A REVOLUTIONARY technological breakthrough by a York company has been recognised with a major international award.
Xceleron Ltd, the University of York spin-off company, is runner-up in the biotech-medical category of the Wall Street Journal Europe Innovation Award.
Xceleron uses a 20-ton machine called an accelerator mass spectrometer to change the way clinical trials of new drugs are carried out by the pharmaceutical and biotechnology industries.
It beat more than 130 edge-of-science ventures from all over Europe, Africa and Asia.
Professor Colin Garner, Xceleron's chief executive received the award with June Garner, his quality/operations manager, at an awards ceremony at London's Lanesborough Hotel in Park Lane.
He said: "This award recognises Xceleron's introduction of the novel enabling technology of accelerator mass spectrometry which speeds up clinical trials, reduces the use of animals in drug testing, especially primates, and makes clinical trials safer."

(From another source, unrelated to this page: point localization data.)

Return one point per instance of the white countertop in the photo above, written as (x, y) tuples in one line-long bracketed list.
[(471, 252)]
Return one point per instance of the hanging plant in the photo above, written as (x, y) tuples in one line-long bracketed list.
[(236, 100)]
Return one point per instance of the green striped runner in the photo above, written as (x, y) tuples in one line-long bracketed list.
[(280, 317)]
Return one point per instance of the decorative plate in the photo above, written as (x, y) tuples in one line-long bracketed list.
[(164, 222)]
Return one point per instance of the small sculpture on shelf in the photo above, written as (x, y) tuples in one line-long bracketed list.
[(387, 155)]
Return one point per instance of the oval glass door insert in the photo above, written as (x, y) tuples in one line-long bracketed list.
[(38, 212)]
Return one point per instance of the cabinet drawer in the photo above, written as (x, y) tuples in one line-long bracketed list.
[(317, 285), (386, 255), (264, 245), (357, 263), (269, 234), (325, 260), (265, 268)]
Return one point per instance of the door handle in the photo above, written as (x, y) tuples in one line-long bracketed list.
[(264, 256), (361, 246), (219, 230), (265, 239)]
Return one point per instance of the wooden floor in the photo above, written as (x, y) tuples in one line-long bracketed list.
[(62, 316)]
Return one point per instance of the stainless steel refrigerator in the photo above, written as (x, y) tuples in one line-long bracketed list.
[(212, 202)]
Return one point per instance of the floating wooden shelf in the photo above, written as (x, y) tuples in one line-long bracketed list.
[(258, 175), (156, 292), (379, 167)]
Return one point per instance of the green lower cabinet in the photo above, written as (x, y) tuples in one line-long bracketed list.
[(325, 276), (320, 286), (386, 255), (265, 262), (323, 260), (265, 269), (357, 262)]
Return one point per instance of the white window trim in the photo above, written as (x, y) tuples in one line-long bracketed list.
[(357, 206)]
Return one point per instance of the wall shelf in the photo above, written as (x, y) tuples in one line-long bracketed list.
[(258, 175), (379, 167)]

The £2.75 million machine, which measures isotopes at individual atom level by generating millions of volts, took two years to build at the Government's Central Science Laboratory in Sand Hutton.
While Xceleron, which recently changed its name from CBAMS, moved into the new Biocentre at York Science Park in March, it continues to use the accelerator mass spectrometer at Sand Hutton.
One estimate of the cost of bringing a new drug to the market is $800 million and takes between 10 and 12 years.
Using the machine to create a technique called microdosing, it allows only tiny amounts of new drugs to be given safely to human volunteers, giving drug manufacturers better-informed choices when selecting drugs to develop in full clinical trials.
It could also save the pharmaceutical and biotechnical industries worldwide up to $10 billion
The approach has been endorsed by the European Medicine's Evaluation Agency - the continent's regulatory authority for registering new drugs.